Quando sono triste o arrabbiato, o quel sentimento che mi fa sempre rodere il mio complesso stomaco, mi chiudo in una bolla. Avete presente quelle bolle che se tu soffi volano via, nel cielo e si nascondono nelle nuvole, per poi scoppiare e cadere sul balcone dei vicini che tanto prima o poi si trasferiranno per colpa tua. Ecco la mia è tipo quella, ma non scoppia e non vola via. Mi è sempre piaciuto pensare come sarebbe sfiorare quel cielo tanto affascinante quanto lunatico, magari in una giornata di pioggia, così che volando via la mia bolla si facesse scoppiare da una goccia. Certo che la pioggia è proprio coraggiosa: nonostante i continui insulti e il desiderio della gente che non si presenti più coi suoi ingombranti nuvoloni neri, lei continua a fare il suo lavoro. IMPASSIBILE. Le persone pensano di saper vivere senza quello che non conoscono abbastanza, poi quando quella cosa, come la pioggia, si stufa di sentirsi insultare, si gira si pulisce i piedi sullo zerbino e se ne va creando una grave siccità.

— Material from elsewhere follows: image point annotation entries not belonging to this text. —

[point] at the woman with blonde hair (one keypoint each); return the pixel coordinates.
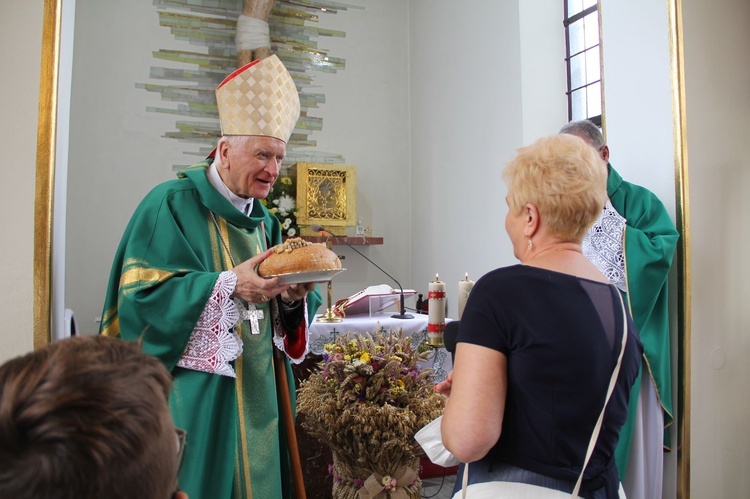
(538, 342)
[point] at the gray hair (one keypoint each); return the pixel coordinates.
(587, 130)
(233, 140)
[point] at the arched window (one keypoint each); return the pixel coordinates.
(583, 60)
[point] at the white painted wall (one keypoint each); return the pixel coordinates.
(20, 55)
(469, 63)
(116, 152)
(717, 38)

Siamo sette miliardi, seicentoventisette milioni, settecentosettantatre mila e cinquecentottantacinque in questo mondo ora, mezzanotte e dodici minuti e trentaquattro secondi del 9 giugno 2018. L' 1/4 di questi è stato selezionato per far sentire meglio la gente. Io rientro nella percentuale: una persona quando mi guarda pensa di aver perso dieci chili senza dieta, mi guarda, sorride, si avvicina ad un amico e comincia a bisbigliare. I tuoi occhi lo ignorano, li comandi tu, ma dobbiamo ricordarci che il cervello comanda noi, e il cervello non lo ignora. Io glielo faccio fare per il bene della comunità, e perché tanto smetteranno, no?

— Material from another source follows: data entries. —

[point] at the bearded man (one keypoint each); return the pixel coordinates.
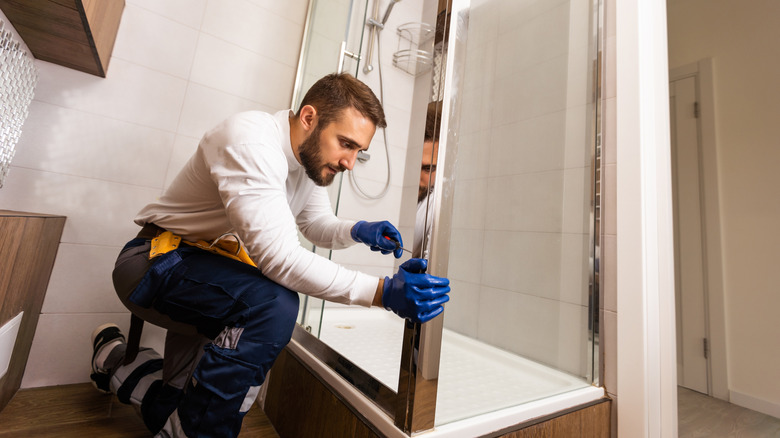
(217, 261)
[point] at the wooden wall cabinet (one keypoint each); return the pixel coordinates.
(77, 34)
(28, 246)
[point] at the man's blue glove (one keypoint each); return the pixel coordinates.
(413, 294)
(373, 234)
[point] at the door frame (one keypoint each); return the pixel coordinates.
(713, 263)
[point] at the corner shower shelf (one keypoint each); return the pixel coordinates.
(411, 56)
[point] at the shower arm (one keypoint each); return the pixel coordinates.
(374, 24)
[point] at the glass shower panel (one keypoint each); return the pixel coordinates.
(519, 146)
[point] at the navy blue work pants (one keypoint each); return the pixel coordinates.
(245, 318)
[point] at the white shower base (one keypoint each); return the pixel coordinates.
(474, 378)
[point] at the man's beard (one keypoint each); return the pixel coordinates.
(311, 159)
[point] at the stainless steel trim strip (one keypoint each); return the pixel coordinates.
(372, 388)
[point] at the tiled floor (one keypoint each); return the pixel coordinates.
(703, 416)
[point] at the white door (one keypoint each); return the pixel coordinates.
(690, 279)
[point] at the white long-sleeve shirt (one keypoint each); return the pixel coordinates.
(245, 179)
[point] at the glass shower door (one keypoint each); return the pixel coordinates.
(516, 222)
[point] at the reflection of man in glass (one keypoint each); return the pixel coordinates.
(427, 179)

Siamo tutti sotto un fisso riflettore attaccato al cervello, ognuno di una tonalità diversa. Ad esempio la mia professoressa di lettere è su un giallo paglierino, perché il giallo è simbolo di conoscenza e sapere, ma quella particolare tonalità di giallo rappresenta un colore sbiadito, ed essendo la donna ormai all'apice della vecchiaia, con rughe profonde quanto il suo intelletto (frase che usa sempre lei quando deve giustificare il suo aspetto stanco e malato) , l'intelligenza  va a sfocarsi, a sbiadirsi,  diventando giallo paglierino.

Il mio riflettore è nero, black-out totale, ultimamente cerco disperatamente un "tecnico" che possa aiutarmi a ripararlo, ma questa assenza di luce non riesce a farmi vedere niente. Per qualche strano motivo però a scuola inizia a funzionare e diventa viola prugna, il colore del disprezzo e della frustrazione. In effetti nessuno prova a superare i dieci metri di distanza da me, si dice che l'ultima volta che qualcuno ci ha provato è stato ricoverato per gastroenterite. Ma io non credo a queste voci, credo solo che ci sia un' area speciale all'interno della scuola specializzata in fari, faretti, torce e torcine  e che fa funzionare il mio riflettore. Credo anche che il colore che mi illumina influenzi il pensiero della persona che mi fissa con orrore, troppo impegnata a quanto pare a non volgere verso il soffitto il capo per vedere il suo di colore: rosso bordeaux, il colore della cattiveria.

E se fossero i miei compagni ad accendere il mio riflettore. Insomma esiste l'energia solare, termica, eolica, ci sarà anche quella visiva, che si attiva percependo uno sguardo con una posizione ben studiata delle sopracciglia e con una lieve chiusura della palpebra destra e una notevole apertura della bocca. 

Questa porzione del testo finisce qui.